She keeps flexing her toes to admire the freshly shaped nails and color.  All girls enjoy having pretty toes! Right? Right!

I have several friends who remember spending the night with me when I was younger who also remember painting my mother’s toenails at the sleepover.  Funny! I wonder how she bribed us into doing that?

New goal-Spend more time with my girls painting toenails…not at the spa but at home.  Create time..time to cleanse, time to refresh…not just the toes.

Once again. Memories. They settle in so deeply that you forget about them for years until a tiny wisp brings them back up for air. Could it be an angel fluttering by? My imagination would like to think so.

Making memories~

Jennifer

 

Have you called your mother today? Day 13 of 152…The Game of Life

Fight the good fight of the faith. Take hold of the eternal life to which you were called when you made your good confession in the presence of many witnesses.
Fight the good fight of the faith. Take hold of the eternal life to which you were called when you made your good confession in the presence of many witnesses. 1 Timothy 6:12

I was talking to her early this morning as I heard all the giggles and fast footsteps of four little girls running on very little sleep scurrying up and down the stairs.

It brought back many memories of playing with friends.  They were going from make believe with American Girl dolls, to talking about real life 4th grade things to playing board games.  The game of choice today… The Game Of Life.

Ironic? Appropriate? Fitting.

A game full of choices.  Decisions. Facing consequences or reaping the rewards based on the path you select.  Hmmm.  Much like real life.

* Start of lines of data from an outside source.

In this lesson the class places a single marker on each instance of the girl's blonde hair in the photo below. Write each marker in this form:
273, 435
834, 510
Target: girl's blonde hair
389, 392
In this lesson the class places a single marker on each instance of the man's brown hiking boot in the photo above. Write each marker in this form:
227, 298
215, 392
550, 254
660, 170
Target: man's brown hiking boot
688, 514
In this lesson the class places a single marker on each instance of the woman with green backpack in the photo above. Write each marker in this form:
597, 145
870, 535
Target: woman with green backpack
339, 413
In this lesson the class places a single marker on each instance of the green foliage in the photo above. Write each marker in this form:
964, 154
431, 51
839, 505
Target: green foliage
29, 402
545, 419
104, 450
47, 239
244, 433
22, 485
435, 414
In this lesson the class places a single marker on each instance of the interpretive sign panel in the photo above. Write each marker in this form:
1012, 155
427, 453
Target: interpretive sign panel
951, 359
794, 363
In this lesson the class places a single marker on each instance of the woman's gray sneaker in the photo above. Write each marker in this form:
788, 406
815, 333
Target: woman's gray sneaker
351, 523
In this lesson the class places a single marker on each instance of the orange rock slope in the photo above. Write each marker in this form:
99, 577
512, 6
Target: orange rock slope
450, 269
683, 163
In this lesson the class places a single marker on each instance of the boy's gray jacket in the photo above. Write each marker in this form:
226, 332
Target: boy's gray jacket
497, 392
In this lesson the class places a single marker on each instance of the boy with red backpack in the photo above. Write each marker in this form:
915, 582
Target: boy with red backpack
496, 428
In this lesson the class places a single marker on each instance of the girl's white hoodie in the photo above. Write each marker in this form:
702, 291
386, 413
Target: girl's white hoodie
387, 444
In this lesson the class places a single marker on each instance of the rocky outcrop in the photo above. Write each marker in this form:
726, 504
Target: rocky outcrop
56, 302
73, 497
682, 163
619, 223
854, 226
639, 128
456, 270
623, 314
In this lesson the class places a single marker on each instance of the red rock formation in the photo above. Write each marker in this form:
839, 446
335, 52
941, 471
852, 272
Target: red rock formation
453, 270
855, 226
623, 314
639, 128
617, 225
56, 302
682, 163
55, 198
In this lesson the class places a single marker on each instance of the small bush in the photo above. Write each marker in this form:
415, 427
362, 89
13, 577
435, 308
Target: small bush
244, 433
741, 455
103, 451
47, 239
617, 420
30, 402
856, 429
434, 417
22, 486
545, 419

If you choose one road, you may face a rocky, uphill difficult climb to get to your final destination. If you choose a different path, it may have curves and turns or a few hurdles before you get to your final destination.  In the end, you are at the same location if you fight the good fight….Finish the race….Persevere.

Which road are you on? Are you willing to keep fighting the good fight to get to the end? The glorious eternal end of no more difficulty?

Then pick out your car color and repeat after me if you truly, TRULY are ready in your heart to live your life for Jesus. You will still have bumps, hurdles and curves but He will be with you along the way. He will never leave you and He will be waiting for you in the end. If you make mistakes along the way. He will forgive you and love you unconditionally.  There is none other.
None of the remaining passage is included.